On the day the riots broke out in Los Angeles, I was eating lunch at a Thai restaurant on Larchmont Boulevard just down the street from the television production company where I worked. We didn’t usually all eat together. Mindful of my tiny paycheck, I usually scrounged left over bagels in the company kitchen or grabbed a handful of Cheez-Its from the big box my boss kept in his office, but this day was different. We’d gathered together because we’d heard that following the verdict in the Rodney King case, there had been sporadic violence. The air was filled with sirens and helicopters. We thought we’d have lunch and then see what happened. We weren’t sure if we should go home or stay at work. It was the streaks of smoke in the air that made up our minds. From the patio of the Thai restaurant, we could see the smudgy proof of the news reports. Fires were burning. Big fires.

The drive from the office to my new single apartment in Silver Lake took, on average, twenty minutes. On this day the drive took two hours. I was afraid, but saw nothing that justified this fear, only other people, like me, trying to get home.

From my window, I could see clouds of smoke downtown, helicopters hovering above it all like the lazy flies in my apartment lobby. I listened to the radio and then, overwhelmed by what I was hearing, turned on some music and set to the project of tiling my kitchen floor. I laid down black and white tile in a checkerboard pattern over the stained linoleum. It was comforting to create a clean, orderly space.

Just before dark, my downstairs neighbor knocked on my door. He wondered if I wanted to watch his television. He wanted to make sure I was okay. I remember going down into his apartment where his big, orange cat rubbed against my legs and the screen of his television was bright with the color of flames.

The next morning, I talked to my dad and stepmother. They said I could leave Los Angeles if I needed to. They would buy me a plane ticket if I wanted one. But I told them I felt safe. They promised to wire money so that I could buy a television of my own.

When their money arrived, I picked out a tiny TV at The Good Guys on La Cienega Boulevard because by that time, the Circuit City in my own neighborhood had been looted. The salesman jokingly told me I was the only person actually paying for a television.

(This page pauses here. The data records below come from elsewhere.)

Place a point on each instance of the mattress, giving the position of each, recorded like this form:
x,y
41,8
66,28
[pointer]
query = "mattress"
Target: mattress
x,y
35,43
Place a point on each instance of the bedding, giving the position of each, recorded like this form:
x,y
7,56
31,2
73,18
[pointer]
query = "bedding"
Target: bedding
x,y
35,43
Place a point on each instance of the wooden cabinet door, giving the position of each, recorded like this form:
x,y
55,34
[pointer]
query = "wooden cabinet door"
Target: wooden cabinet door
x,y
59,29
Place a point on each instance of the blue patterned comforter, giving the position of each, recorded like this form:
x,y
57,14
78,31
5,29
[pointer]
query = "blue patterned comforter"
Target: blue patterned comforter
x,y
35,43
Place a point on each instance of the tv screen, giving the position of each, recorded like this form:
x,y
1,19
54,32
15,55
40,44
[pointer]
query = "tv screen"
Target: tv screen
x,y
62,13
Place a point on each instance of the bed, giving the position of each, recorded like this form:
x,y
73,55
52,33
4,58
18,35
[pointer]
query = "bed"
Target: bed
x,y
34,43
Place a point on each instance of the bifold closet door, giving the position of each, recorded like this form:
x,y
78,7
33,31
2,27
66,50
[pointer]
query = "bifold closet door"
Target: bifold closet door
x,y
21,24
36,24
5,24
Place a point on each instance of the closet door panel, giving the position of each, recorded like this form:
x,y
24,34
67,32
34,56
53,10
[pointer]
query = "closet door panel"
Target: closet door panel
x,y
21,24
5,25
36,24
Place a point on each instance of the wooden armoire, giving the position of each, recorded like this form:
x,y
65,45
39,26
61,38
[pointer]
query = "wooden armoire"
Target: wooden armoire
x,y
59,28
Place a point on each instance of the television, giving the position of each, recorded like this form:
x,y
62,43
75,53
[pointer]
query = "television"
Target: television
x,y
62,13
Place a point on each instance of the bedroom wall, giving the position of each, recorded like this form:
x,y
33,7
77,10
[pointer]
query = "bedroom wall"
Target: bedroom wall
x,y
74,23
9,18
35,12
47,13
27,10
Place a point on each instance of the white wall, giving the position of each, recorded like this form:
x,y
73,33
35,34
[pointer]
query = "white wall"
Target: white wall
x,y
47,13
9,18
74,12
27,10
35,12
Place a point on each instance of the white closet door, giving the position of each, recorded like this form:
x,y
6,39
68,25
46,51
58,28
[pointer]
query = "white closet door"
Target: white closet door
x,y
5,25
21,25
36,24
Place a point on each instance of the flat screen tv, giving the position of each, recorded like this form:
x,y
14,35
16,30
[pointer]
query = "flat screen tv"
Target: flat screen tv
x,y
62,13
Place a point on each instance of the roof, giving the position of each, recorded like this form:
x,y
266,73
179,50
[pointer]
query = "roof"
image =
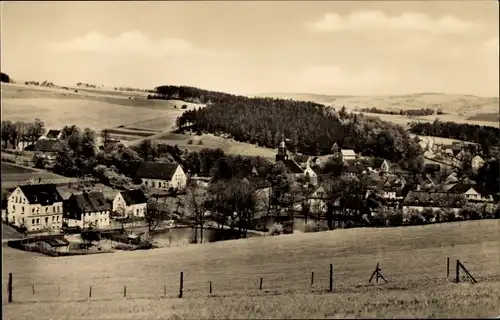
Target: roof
x,y
57,242
53,134
47,146
434,199
347,152
133,197
464,187
156,170
292,166
90,201
44,194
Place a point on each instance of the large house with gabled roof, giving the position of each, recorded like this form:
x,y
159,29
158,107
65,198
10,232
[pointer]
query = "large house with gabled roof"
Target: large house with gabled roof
x,y
162,175
87,209
37,207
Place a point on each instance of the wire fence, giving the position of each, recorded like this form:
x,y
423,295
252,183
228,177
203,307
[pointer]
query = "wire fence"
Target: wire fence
x,y
324,279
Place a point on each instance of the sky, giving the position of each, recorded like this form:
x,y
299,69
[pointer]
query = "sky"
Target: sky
x,y
245,47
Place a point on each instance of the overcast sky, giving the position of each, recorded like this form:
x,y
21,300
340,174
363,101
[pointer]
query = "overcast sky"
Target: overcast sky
x,y
359,48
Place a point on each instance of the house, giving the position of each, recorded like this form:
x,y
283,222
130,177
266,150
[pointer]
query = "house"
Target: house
x,y
37,207
418,201
53,135
131,203
477,162
347,155
472,192
87,209
47,149
162,175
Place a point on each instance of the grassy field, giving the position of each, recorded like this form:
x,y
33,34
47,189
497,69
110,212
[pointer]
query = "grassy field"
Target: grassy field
x,y
412,259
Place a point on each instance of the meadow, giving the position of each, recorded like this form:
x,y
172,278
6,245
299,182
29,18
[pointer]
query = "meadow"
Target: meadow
x,y
412,259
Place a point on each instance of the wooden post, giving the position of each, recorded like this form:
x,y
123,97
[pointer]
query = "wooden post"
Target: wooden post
x,y
9,288
447,267
182,284
331,277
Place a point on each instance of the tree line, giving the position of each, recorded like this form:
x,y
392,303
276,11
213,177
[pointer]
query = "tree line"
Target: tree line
x,y
486,136
310,127
409,112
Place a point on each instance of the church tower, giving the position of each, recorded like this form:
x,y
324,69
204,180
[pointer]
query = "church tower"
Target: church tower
x,y
282,155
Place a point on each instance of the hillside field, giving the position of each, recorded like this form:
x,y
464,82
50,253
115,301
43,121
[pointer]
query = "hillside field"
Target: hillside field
x,y
412,259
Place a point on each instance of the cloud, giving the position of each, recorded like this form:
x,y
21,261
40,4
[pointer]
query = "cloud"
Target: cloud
x,y
378,20
131,43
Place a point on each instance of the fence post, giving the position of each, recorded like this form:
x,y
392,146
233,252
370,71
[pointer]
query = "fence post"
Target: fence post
x,y
447,267
182,284
331,277
9,288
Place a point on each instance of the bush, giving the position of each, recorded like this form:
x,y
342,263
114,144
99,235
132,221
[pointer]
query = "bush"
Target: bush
x,y
276,229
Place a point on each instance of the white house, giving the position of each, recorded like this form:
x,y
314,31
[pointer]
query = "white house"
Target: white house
x,y
87,209
162,175
347,155
37,207
477,162
132,203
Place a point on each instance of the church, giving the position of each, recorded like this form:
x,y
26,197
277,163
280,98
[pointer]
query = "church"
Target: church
x,y
293,167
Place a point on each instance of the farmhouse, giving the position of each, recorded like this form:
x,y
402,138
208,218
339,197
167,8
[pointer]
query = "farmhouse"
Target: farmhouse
x,y
87,209
52,135
132,203
472,192
418,201
36,207
47,149
162,175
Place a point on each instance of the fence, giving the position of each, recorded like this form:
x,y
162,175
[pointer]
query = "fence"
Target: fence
x,y
326,280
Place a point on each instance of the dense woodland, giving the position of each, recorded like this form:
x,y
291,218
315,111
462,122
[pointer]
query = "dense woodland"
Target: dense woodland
x,y
409,112
311,128
486,136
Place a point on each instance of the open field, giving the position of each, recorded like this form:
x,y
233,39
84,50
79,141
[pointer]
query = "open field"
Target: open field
x,y
412,259
458,108
13,175
229,146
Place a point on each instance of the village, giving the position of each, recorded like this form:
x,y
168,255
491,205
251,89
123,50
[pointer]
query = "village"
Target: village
x,y
296,193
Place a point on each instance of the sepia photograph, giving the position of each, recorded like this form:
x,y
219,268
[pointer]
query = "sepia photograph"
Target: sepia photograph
x,y
250,159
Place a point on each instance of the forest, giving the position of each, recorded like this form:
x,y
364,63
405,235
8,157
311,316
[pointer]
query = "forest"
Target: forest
x,y
486,136
309,127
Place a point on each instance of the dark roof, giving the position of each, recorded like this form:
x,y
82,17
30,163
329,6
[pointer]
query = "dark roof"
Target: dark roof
x,y
47,146
44,194
53,134
134,197
90,201
57,242
464,187
434,199
156,170
292,166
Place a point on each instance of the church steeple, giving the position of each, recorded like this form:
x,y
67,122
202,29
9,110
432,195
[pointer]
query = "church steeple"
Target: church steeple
x,y
282,155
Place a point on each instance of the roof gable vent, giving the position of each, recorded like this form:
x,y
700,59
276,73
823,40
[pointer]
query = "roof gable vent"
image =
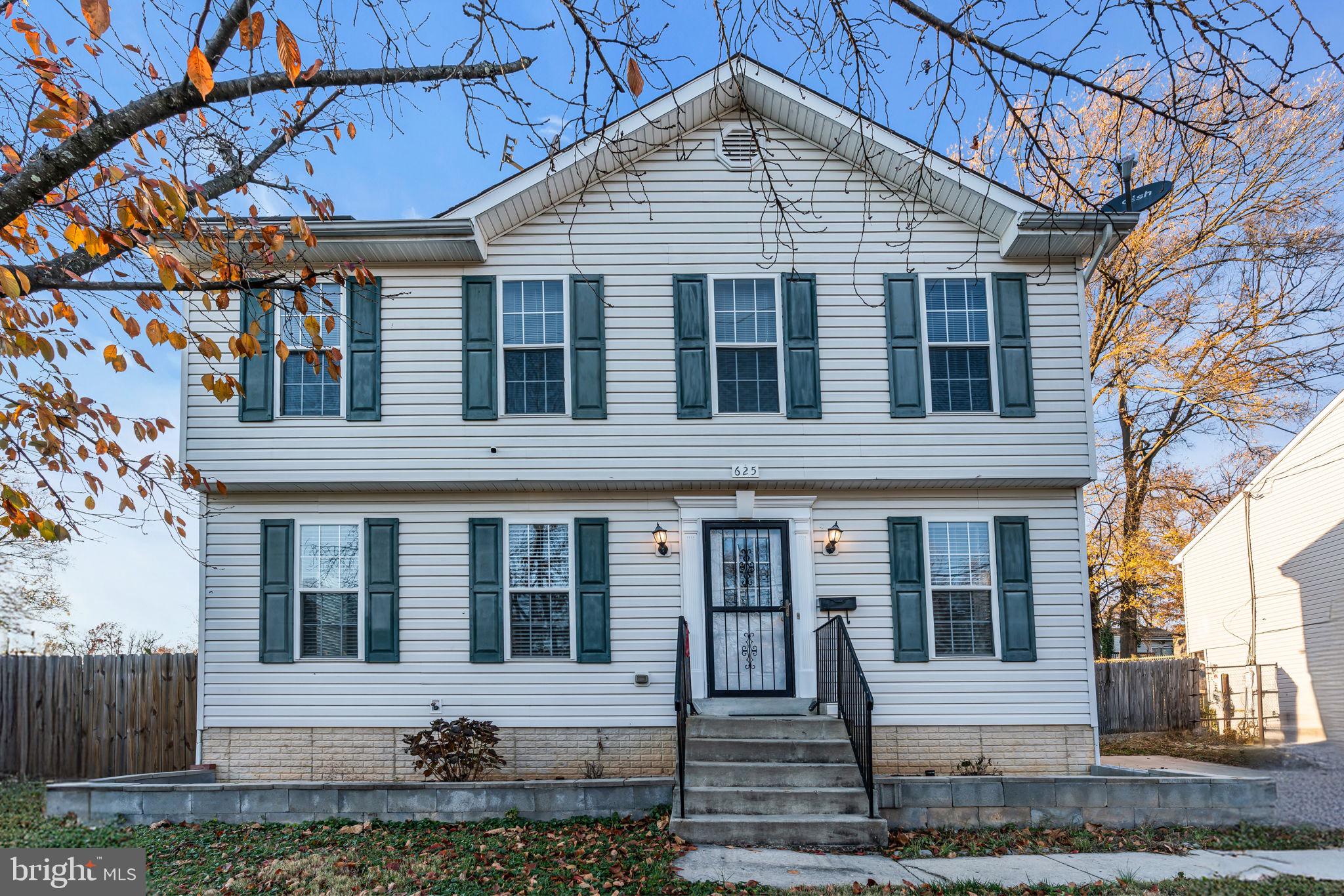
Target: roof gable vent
x,y
738,147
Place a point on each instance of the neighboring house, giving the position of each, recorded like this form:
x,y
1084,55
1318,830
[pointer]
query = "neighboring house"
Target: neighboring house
x,y
554,370
1265,582
1152,641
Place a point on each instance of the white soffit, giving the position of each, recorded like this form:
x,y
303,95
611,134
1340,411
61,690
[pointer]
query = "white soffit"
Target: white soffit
x,y
897,160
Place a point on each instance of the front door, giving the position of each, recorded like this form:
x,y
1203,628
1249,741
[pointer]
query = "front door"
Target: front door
x,y
749,609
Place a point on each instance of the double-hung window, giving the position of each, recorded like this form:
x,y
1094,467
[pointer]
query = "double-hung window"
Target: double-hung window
x,y
957,323
306,386
961,589
328,590
539,592
746,346
534,346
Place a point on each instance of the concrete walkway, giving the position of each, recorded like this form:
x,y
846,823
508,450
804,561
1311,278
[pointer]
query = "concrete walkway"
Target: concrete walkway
x,y
786,868
1175,764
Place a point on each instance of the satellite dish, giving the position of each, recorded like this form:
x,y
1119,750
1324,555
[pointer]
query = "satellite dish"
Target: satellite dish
x,y
1140,198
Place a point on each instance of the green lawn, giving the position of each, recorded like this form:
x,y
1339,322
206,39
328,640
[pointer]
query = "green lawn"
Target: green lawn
x,y
513,856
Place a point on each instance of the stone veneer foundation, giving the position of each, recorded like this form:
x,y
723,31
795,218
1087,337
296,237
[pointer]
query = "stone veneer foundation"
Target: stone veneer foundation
x,y
1014,750
377,754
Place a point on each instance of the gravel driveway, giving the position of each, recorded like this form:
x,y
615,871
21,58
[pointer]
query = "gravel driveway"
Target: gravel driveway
x,y
1312,789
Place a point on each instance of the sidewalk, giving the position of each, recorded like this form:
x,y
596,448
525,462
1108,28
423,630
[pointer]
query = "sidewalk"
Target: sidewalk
x,y
786,868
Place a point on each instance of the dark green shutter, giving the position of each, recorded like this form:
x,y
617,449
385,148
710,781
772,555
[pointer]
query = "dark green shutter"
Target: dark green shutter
x,y
691,320
486,540
593,590
1017,614
480,396
905,354
365,351
909,626
382,592
801,357
257,374
588,348
1013,328
276,617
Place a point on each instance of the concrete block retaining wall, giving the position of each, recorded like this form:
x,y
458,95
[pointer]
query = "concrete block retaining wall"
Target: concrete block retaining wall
x,y
140,804
1110,797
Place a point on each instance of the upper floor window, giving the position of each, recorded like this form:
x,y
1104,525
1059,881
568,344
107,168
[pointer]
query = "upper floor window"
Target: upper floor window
x,y
534,346
306,387
328,590
539,590
961,589
746,346
957,323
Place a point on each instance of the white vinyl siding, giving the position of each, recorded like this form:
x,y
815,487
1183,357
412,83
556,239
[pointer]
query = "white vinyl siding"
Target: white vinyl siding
x,y
687,214
646,603
1297,537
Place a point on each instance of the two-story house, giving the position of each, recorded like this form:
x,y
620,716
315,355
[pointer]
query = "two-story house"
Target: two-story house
x,y
738,355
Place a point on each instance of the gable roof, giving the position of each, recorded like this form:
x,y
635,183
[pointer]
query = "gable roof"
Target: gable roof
x,y
1265,474
1024,226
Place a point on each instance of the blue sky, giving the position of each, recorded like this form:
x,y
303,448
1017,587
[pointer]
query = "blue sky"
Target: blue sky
x,y
137,575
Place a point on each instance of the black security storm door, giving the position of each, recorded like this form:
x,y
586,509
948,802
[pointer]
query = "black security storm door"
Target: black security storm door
x,y
749,619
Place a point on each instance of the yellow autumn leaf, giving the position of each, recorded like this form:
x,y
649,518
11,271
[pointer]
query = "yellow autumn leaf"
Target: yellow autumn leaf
x,y
200,71
288,50
635,77
97,15
250,31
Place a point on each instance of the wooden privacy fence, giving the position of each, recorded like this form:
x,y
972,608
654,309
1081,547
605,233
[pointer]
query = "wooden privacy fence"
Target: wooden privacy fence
x,y
1148,695
98,715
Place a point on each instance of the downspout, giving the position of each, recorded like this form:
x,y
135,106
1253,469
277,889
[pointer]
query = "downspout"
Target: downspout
x,y
1253,648
1106,235
1105,249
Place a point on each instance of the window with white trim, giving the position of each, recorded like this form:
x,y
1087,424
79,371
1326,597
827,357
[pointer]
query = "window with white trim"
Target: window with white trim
x,y
961,589
534,331
957,327
746,346
306,386
328,590
539,592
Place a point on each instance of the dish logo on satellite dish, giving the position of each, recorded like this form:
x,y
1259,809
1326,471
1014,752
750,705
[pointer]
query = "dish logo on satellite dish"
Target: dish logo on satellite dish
x,y
1140,198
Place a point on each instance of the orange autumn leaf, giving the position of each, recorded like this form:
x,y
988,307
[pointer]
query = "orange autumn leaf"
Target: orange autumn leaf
x,y
97,15
288,50
250,31
635,77
200,71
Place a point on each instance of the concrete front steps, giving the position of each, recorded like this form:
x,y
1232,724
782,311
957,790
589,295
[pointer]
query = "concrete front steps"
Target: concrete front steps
x,y
773,781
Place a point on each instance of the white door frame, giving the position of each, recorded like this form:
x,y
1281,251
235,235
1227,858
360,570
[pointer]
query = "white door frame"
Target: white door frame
x,y
745,506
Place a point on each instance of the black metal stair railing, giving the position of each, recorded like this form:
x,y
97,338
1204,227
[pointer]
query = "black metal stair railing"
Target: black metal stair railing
x,y
683,703
841,680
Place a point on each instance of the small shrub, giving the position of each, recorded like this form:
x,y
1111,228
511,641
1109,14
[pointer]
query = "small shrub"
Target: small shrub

I joined the line in front of the ATM and withdrew as much money as I was allowed in one day. I waited in another line to fill my tank with gas. I stocked up on food from nearly empty shelves at the grocery store. I ate English muffins slathered in butter and drank a few bottles of beer. Except for one strange night when I ignored the curfew to date a cute boy on the west side, I stayed inside my apartment for the rest of the week. I finished tiling my floor and played with an angry kitten I’d adopted from the community of neighborhood strays. I watched the news of the riots on my new television and I talked to my parents every day.

On one of these phone calls, my stepmother said, “you are living history.”

I thought of that comment this morning when my son looked at the newspaper and asked, “What’s a riot?” I started to explain what happened here in this city twenty years ago. I told him about the fires and the curfews and the anger and the sorrow. I tried to do a good job telling him, but he was about to leave for school and he was only kind of listening. Like anything that is complicated or sad or “grown-up,” we will talk about this again and again. We will take it layer by layer. It is strange to him that news once came from the radio and the television. I didn’t have an iPhone, I couldn’t update my status on Facebook, or get minute by minute coverage of the violence on my computer. There was no Internet and few cell phones. Most of my news came from looking up at the sky, listening out my window. Smoke and sirens and the deep growl of fire engines.

The newspaper on my breakfast table tells me that my son lives in a more peaceful city than I did twenty years ago. I hope so. I hope that this history does not bear repeating.